Kirchhoff, der sportlich erfolgreich ist, selbstständig lebt und ein Familienleben führt, nimmt den 17-Jährigen zur Seite, führt Gespräche – und spielt mit ihm Tischtennis. Das Talent des Jungen bleibt ihm nicht verborgen. Und so zeigt er ihm die Möglichkeiten auf, die sich ihm im Behindertensport bieten. „Die Teilnahme an den Paralympics hat er mir damals schon zugetraut“, sagt Nikelis, „und auch mit dem entsprechenden Training dort oben mitzuspielen. Aber das hab ich zunächst nicht geglaubt.“
Sportliche Erfolge stellen sich ein
Nach dem Abitur beginnt er beim Rollstuhl-Sportclub Köln wieder mit dem Tischtennisspielen. 2001 gewinnt er seinen ersten von inzwischen sieben Deutschen Meistertiteln und reist im Sommer 2004 als amtierender Europameister zu seinen ersten Paralympics nach Athen. Sechs Jahre sind seit der folgenreichen Begegnung mit Ralf Kirchhoff vergangen als Holger Nikelis Gold im Einzel und Bronze mit der Mannschaft gewinnt. In der Weltspitze angekommen, lassen weitere Erfolge, darunter zwei Weltmeistertitel, nicht lange auf sich warten.

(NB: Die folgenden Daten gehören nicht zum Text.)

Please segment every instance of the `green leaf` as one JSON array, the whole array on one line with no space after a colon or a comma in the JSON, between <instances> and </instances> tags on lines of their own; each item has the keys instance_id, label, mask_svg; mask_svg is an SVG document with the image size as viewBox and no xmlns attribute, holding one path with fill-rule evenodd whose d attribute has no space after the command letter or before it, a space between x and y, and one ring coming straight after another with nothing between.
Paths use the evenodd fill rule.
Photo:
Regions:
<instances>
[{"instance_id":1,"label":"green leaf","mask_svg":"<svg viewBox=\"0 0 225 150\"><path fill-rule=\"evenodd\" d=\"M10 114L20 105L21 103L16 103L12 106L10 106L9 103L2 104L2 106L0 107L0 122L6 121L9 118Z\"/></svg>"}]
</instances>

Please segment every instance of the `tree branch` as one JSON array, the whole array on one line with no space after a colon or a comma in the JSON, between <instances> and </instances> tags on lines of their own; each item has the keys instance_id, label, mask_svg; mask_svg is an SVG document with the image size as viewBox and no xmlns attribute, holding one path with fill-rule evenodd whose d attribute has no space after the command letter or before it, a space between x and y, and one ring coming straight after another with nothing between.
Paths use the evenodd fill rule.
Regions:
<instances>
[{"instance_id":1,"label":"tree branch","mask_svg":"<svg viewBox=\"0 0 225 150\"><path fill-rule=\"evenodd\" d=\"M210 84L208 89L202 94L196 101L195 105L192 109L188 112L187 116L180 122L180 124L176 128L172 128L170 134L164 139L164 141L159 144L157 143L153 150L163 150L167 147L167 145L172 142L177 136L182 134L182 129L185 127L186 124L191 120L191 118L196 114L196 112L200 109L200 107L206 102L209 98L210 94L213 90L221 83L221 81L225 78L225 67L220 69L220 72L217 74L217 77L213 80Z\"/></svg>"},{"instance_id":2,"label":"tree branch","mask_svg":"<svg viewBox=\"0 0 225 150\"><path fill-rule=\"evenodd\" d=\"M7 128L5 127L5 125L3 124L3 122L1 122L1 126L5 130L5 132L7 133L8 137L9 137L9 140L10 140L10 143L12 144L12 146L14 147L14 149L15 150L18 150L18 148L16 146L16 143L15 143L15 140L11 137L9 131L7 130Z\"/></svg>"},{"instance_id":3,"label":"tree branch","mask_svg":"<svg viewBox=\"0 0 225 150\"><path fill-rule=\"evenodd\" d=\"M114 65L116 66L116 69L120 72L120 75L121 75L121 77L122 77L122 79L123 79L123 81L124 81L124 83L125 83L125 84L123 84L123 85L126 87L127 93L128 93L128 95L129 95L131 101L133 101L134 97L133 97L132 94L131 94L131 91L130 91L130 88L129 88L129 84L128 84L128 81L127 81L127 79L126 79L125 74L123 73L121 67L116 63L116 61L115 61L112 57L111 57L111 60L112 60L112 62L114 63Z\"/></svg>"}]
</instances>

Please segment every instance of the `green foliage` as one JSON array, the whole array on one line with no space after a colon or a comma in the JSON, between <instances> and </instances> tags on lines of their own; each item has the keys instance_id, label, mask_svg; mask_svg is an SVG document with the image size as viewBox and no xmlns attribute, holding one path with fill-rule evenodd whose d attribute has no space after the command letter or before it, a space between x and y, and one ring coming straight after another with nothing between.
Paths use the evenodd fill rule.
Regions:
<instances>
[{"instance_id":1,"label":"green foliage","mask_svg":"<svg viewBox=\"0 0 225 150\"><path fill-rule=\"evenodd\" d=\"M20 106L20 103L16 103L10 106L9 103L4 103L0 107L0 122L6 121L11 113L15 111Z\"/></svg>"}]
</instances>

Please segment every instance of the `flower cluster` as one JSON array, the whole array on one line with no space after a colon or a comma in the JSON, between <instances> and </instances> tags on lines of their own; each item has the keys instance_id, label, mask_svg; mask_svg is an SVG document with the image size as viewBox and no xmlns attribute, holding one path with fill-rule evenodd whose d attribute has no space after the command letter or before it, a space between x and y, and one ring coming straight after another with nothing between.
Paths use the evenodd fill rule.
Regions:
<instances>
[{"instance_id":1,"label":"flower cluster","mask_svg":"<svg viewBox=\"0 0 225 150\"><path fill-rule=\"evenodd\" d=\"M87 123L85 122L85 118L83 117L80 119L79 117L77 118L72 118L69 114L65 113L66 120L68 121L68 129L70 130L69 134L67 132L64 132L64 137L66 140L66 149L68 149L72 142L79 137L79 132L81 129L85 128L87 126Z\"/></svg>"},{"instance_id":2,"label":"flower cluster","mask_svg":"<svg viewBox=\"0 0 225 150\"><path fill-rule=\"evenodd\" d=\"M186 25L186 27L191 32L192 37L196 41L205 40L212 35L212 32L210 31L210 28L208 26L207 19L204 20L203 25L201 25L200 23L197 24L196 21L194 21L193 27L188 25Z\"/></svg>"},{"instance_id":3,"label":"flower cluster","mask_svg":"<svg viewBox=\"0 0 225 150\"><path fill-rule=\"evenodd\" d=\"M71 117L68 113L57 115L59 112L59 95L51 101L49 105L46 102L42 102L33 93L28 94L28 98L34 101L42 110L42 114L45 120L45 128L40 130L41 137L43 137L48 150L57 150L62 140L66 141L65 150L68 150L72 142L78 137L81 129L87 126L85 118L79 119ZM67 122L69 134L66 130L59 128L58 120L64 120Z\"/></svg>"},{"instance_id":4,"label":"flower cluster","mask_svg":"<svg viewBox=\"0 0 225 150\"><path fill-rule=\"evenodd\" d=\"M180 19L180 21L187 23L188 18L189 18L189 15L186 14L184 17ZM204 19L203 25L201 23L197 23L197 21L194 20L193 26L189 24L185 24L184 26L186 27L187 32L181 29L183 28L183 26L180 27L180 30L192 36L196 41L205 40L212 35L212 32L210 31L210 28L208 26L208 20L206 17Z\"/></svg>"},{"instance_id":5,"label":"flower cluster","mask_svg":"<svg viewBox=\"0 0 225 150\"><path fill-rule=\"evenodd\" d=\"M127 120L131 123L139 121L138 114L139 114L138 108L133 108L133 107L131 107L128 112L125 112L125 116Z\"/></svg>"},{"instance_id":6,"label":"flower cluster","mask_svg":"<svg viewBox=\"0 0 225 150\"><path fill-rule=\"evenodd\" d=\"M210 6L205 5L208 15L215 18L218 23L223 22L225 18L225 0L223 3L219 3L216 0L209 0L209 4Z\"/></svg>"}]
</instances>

Neben Training und Wettkämpfen arbeitet Holger Nikelis mit viel Ehrgeiz an seinem großen Traum, seinen Sport mit Hilfe von Partnern und Sponsoren künftig professionalisieren zu können. „Ich bin Visionär und hoffe, dass eines Tages Behindertensportler von ihrem Sport leben können. Die dafür notwendige Professionalisierung des Behindertensports möchte ich mit vorantreiben“, sagt Nikelis.
Pläne für die Zeit danach
Parallel feilt Kölns Sportler des Jahres 2010 an der Karriere nach der Karriere, die – wie könnte es anders sein – eng mit dem (Behinderten-) Sport verbunden sein wird. Mit seiner Freundin Swetlana bereitet er im Augenblick den Aufbau der gemeinsamen Event-Agentur „alliro“ vor. In deren Konzept fällt der Barrierefreiheit eine wichtige Rolle zu.
Ist die auf einem Event nicht gegeben, kann das für einen Rollstuhlfahrer sehr frustrierend sein, wie Nikelis aus eigener Erfahrung weiß: „Manchmal werde ich zu Veranstaltungen eingeladen, bei denen es nur Stehtische gibt. Das sind Kleinigkeiten, die aber letztlich viel ausmachen.“ Mit seiner Agentur möchte er ein Beratungsangebot für Veranstalter aufbauen, das für solche und ähnliche Fälle sensibilisiert. So leistet er einen Beitrag für eine Gesellschaft, die behinderte Menschen mit ihren Bedürfnissen von Anfang an einschließt.
Bevor die zweite Karriere so richtig startet, will er aber noch den einen oder anderen Erfolg auf sportlicher Bühne feiern. 2012 bei den Paralympics in London etwa. Dort möchte er sich den Traum vom zweiten Gold erfüllen. Und wenn es da nicht klappt, „ist Rio 2016 sicher auch noch im Bereich des Möglichen“, lacht Nikelis. Am notwendigen Ehrgeiz wird es ihm sicherlich nicht mangeln.